Wolfgang Hufnagl
Gold- und Silberschmiedemeister, Innungsmeister Wien

Die Tradition der Eheringe lässt sich bis ins alte Ägypten nachverfolgen, da sogar in diesem Kulturkreis die Menschen ihre Partnerschaft mit etwas besiegeln wollten, das für alle erkennbar ist. Der Verlobungsring wird traditionsgemäß am linken Finger getragen, wobei bei der Eheschließung die Partner sich den Ring gegenseitig auf die rechte Hand stecken. Im alten Rom ging man von der linken Hand aus, da hier eine Arterie direkt zum Herzen führen soll und die Liebe bekräftigt.

Ein für mich als Schmuckdesigner und Goldschmied interessanter Moment ist, wenn sich zwei Menschen entschließen einen Ring für ihr weiteres gemeinsames Leben auszusuchen oder anfertigen zu lassen. Die individuellen Wünsche der beiden so aufeinander abzustimmen, dass beide mit diesem Zeichen ihrer Partnerschaft und Lebensbeziehung glücklich sind und dieses Zeichen auch nach außen tragen wollen, ist ein spannender und auch manchmal länger dauernder Prozess.

Auswahl der Eheringe

Von der ersten Kontaktaufnahme, über die Auswahl der Metallfarbe, über Skizzen und Modelle bis hin zum fertigen Ring spannt sich ein Bogen, den viele Paare nicht missen wollen. Die Individualität des Schmuckstückes ist vielen Paaren hierbei wichtig. Ob mit Gravuren, mit Fingerabdrücken oder speziellen
Edelsteinen besetzt, der Kreativität wird hierbei keine Grenzen gesetzt. Wir Goldschmiede versuchen auf alle Wünsche einzugehen und das wohl langlebigste Schmuckstück perfekt umzusetzen.

Der Wunsch vieler Paare beim Schmieden der Ringe dabei sein zu wollen, ob in aktiver oder passiver Rolle, ist für mich ein Zeichen dafür, welch besondere Rolle Schmuck im 21. Jahrhundert noch haben kann – ich kenne niemanden, der bei der Produktion seines neuen Smartphones dabei sein will.

Die neusten Trends

Der Trend zeigt, dass in letzter Zeit neben den üblichen Gelbund Weißgoldlegierungen andere Farbtöne ins Spiel kommen, zum Teil werden Metalle wie  Palladium und Titan eingesetzt, Platin ist nach wie vor ein gefragtes Edelmetall und in seinen Möglichkeiten der Verarbeitung einzigartig.

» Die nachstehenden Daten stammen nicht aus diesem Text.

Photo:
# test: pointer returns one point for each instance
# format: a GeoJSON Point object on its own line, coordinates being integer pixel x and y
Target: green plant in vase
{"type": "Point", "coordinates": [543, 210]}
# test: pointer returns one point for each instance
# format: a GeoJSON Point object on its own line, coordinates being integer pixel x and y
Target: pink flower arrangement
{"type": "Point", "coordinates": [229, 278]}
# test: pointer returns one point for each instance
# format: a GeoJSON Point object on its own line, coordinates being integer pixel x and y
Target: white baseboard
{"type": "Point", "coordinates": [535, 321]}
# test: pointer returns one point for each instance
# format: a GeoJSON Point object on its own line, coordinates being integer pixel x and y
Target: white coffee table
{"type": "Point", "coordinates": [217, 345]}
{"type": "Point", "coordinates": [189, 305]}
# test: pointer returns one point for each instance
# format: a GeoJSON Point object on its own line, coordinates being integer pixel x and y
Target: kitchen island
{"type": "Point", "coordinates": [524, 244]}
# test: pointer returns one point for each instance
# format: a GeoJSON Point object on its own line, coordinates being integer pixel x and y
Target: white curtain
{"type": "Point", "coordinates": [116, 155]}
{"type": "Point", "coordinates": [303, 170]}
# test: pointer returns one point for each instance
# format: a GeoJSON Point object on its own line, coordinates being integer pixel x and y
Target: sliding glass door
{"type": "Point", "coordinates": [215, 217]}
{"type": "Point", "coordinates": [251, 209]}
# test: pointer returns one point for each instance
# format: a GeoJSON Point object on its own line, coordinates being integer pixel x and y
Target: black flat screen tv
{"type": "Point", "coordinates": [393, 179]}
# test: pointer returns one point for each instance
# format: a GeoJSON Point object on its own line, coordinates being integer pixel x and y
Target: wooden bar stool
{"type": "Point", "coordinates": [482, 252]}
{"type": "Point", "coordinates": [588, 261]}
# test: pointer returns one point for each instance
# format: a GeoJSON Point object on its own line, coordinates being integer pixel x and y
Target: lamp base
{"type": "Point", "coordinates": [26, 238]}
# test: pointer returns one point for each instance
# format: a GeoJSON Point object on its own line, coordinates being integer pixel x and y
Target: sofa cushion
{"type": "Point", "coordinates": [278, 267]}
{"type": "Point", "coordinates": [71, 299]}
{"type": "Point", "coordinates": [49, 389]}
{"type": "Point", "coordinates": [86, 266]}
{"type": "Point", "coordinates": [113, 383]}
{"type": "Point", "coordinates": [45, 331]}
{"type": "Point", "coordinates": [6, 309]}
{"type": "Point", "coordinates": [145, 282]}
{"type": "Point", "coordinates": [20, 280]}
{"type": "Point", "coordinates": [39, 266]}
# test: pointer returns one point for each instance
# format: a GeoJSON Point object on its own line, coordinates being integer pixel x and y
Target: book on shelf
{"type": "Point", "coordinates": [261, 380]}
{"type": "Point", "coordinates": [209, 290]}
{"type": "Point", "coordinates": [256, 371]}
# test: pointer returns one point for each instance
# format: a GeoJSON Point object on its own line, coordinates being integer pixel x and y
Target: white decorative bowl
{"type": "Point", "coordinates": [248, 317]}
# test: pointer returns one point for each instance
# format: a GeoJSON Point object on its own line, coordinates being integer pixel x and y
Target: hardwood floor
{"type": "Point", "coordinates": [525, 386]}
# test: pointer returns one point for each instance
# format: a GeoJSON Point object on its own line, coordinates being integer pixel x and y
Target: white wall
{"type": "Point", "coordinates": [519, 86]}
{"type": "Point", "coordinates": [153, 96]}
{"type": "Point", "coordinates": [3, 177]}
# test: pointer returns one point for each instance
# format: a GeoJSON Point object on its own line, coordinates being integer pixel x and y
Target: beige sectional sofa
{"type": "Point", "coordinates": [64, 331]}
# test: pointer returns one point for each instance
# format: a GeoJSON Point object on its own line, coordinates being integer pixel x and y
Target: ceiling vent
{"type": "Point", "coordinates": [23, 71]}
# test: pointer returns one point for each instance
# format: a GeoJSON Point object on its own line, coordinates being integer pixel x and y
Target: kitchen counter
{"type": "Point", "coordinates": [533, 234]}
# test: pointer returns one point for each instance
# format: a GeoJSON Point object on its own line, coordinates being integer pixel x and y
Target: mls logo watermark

Der Brillantbesatz, vorwiegend bei den Damenringen, bietet die Möglichkeit ornamentale Motive einzubringen und die Möglichkeit am Computer Designs zu zeigen und zu verändern, was die Kommunikation zwischen Goldschmieden und Ehepaaren erleichtert. Die Farben, die uns im nächsten Jahr begleiten werden sind auf der einen Seite weiß – in Form von Weißgold, Titan, Palladium und Platin auf der anderen Seite starke Gelbtöne mit einem Stich ins orange
und die Palette der Rosétöne.

Verlobungsring und Morgengabe

Rund um das Kernthema des Brautschmucks finden wir aber noch andere Möglichkeiten uns mit Schmuck auseinanderzusetzen. Die Verlobung und das damit verbundene Schenken eines Verlobungsringes um das Eheversprechen zu untermauern, ist meist der erste Moment in dem sich Männer mit Schmuck auseinandersetzen. Der Trend geht „back to the roots“, ein Solitär, klassisch in einer Krappenfassung oder einer verwischten Fassung mit einem Brillanten, beginnend bei einem halben Karat. Dieser wird vorwiegend in Weißgold gefasst, da somit die Farbe des Brillanten auch besser zur Geltung kommt.

Auch die Morgengabe, die ja eigentlich als finanzielle Absicherung für die Braut galt, stellt traditionsgemäß ein Schmuckstück dar, das am Morgen nach der Hochzeit unter dem Kopfpolster der Braut platziert wird. Wobei sich hier der Zeitpunkt etwas geändert hat und man heutzutage die Morgengabe meist schon am Morgen der Hochzeit schenkt, somit kann die Braut das Schmuckstück auch am Tag der Trauung tragen.

Wir Goldschmiede empfinden es immer als besondere Herausforderung und Ehre Schmuck zu erzeugen, der eine Bedeutung hat und mit Menschen zu kommunizieren, die sich dieser Bedeutung bewusst sind.